You can also charge your electrical devices at uni or within the library, rather than at home.
We’d suggest always sending meter readings to your energy company, so you only pay for what you use. You should also compare different prices and see what the most affordable energy provider is and make a switch.
4. Travel Costs
Rail fares have also increased with rising inflation, with a 3.8 per cent increase in ticket costs. Sadly, this is another aspect of the cost-of-living crisis which will impact on students.
A lot of students use trains as their most-used mode of transport, especially for travelling home or visiting friends and family whilst they’re away living in a different city or town for university.

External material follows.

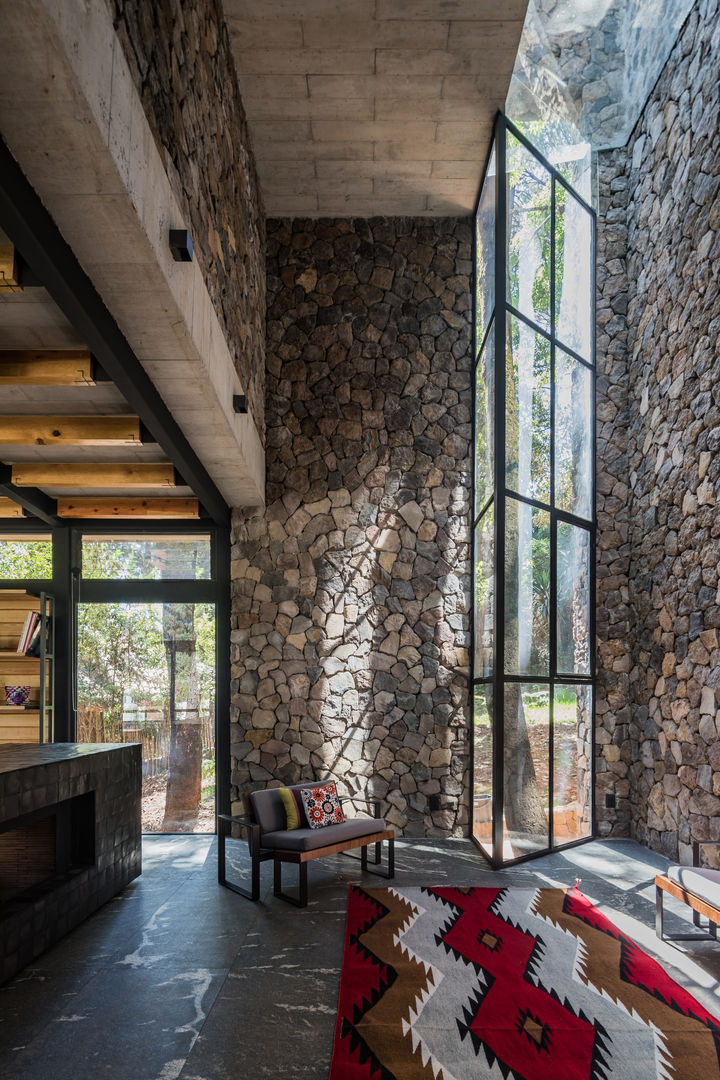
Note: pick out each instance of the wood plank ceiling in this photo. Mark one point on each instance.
(376, 107)
(69, 442)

A way to help with the cost of train fares is to think about getting a 16–25-year rail card. They cost just £30 and save you 1/3 on rail fares throughout Great Britain, some student banks even include railcards as a benefit for signing up with them.
It’s worth checking to see if the mode of transport you use offers discounts for students, some bus companies offer a reduced fee for those in higher education.
We’d also suggest booking your travel in advance if you can, such as If you’re visiting home buy your ticket a few weeks or days before, as buying on the day often means you’ll pay more.
5. Fuel Costs
Whilst the rising fuel costs won’t affect every student, if you do own a car and drive whilst at university, then you may be struggling to pay for petrol as it is at a record high.
It might be worth leaving your car at your family home and opting to use public transport if you’re able to, or if it works out as cheaper or not. If not, you should compare fuel prices and see where the most affordable place to fill your tank up is, so you save some money.
You should also ask your housemates to chip in if you often drive them places, money is tight, so don’t be afraid to ask for some money towards petrol.
The only good thing about the summer coming to an end, is that you’ll use your AC less, so you’ll save on petrol in that regard.
How To Get Financial Support
As we’ve mentioned the cost-of-living crisis is hitting students hard and will continue to worsen during the winter months, so It’s so important to budget and plan your finances whilst at university. If you’re able to, try to make your maintenance loan last and stretch it as a far as you can.
If you are really struggling with money and additional costs, then speak to your university about hardship funds or grants that you may be entitled to. There will be money advisors that you can contact if you’re worried about financial means, don’t suffer in silence.
You can also get in touch with external organisations or read helpful resources on Student Minds.
It’s worth noting, if your course allows you to have time for a part-time job, this may be helpful for you to earn some extra income whilst at university.
If you already have a job whilst you’re a student, you could try speaking to your employer about possible pay rises in line with the cost-of-living, it’s best to ask and see.
We’d also suggest ensuring you speak to your support network if you are struggling with money, especially your family to see if they can offer any money assistance or advice.
Whilst this post has been less cheery than usual, we know that students are struggling with sufficient funds to cover their expenses and believe it’s important to shed light on this, but there is support to help you out.
Do remember, you’re not alone in this financial hardship and there are people you can reach out to for support.